Experimentelle Physik ist teuer – vor allem auf dem Gebiet des Quantencomputers, wo alles extrem klein, schnell und bei tiefsten Temperaturen geschehen muss. Einfache Gerätschaften kosten schnell viele Millionen Franken. Einige muss das Institut auch selbst bauen, weil man sie gar nicht kaufen kann. Die Professoren müssen dann entscheiden: Lohnt sich das Experiment, oder forschen wir in eine andere Richtung?

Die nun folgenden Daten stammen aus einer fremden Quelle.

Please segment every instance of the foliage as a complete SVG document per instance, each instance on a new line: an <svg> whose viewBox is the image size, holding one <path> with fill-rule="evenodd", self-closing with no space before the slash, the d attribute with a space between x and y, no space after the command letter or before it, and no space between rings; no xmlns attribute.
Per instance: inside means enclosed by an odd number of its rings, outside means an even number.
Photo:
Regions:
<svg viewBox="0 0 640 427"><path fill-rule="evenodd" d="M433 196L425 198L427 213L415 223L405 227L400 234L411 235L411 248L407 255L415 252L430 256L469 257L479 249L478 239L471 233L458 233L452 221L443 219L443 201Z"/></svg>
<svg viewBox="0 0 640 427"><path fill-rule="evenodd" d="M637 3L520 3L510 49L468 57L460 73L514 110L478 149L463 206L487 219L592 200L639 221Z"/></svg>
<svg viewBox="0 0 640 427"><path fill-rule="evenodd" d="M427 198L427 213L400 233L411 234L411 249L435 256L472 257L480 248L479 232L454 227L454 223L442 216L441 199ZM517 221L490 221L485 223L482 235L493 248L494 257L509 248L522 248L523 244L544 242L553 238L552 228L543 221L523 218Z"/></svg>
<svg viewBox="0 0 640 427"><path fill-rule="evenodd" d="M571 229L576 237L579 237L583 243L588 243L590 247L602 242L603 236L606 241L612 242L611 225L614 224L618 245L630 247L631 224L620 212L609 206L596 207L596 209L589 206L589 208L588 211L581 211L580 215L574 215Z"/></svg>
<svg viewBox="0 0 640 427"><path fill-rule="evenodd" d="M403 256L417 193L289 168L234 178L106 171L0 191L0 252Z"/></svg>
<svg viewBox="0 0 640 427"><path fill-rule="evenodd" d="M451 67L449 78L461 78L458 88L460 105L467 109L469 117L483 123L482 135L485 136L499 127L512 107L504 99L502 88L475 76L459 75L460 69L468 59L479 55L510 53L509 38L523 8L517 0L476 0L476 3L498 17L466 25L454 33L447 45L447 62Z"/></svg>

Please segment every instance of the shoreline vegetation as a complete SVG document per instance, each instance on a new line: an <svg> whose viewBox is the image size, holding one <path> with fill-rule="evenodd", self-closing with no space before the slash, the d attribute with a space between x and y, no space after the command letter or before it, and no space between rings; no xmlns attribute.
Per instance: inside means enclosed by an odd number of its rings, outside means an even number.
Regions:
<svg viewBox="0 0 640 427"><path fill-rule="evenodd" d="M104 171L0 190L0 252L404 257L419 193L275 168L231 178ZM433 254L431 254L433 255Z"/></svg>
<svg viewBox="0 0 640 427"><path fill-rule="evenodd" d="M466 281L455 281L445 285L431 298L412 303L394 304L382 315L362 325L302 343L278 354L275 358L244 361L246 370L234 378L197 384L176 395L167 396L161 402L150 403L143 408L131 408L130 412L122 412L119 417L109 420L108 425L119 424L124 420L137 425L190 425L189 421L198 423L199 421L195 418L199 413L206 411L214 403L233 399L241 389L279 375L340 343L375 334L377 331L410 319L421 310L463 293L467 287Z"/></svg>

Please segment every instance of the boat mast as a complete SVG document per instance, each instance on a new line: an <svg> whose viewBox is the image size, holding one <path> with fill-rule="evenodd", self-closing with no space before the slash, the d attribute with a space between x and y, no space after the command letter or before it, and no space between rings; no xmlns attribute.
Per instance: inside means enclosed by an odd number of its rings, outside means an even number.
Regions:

Für den Theorie-Lehrstuhl von Loss sind die Kosten weniger hoch. Im besten Fall stellt sich der Professor mit einem Doktoranden an die Wandtafel und löst ein physikalisches Problem mit einem Stück Kreide in der Hand. Am Computer lassen sich die komplexen Aufgaben kaum lösen. Entweder das Problem lässt sich nicht so einfach in Computersprache übersetzen, oder der Computer braucht eine halbe Ewigkeit für die Lösung.

Das Schöne an seinem Job sei, «ein Problem zu lösen, eine neue Frage zu finden, die vorher noch niemand formulierte – das gibt mir eine gewisse Befriedigung». Er sei auch sehr stolz auf sein Team und seinen Arbeitsort, das mittlerweile die besten Talente weltweit anziehe. Das sei nicht nur einzigartig in der Schweiz, sondern mache Basel zu einem Zentrum in Quantencomputing mit weltweiter Ausstrahlung.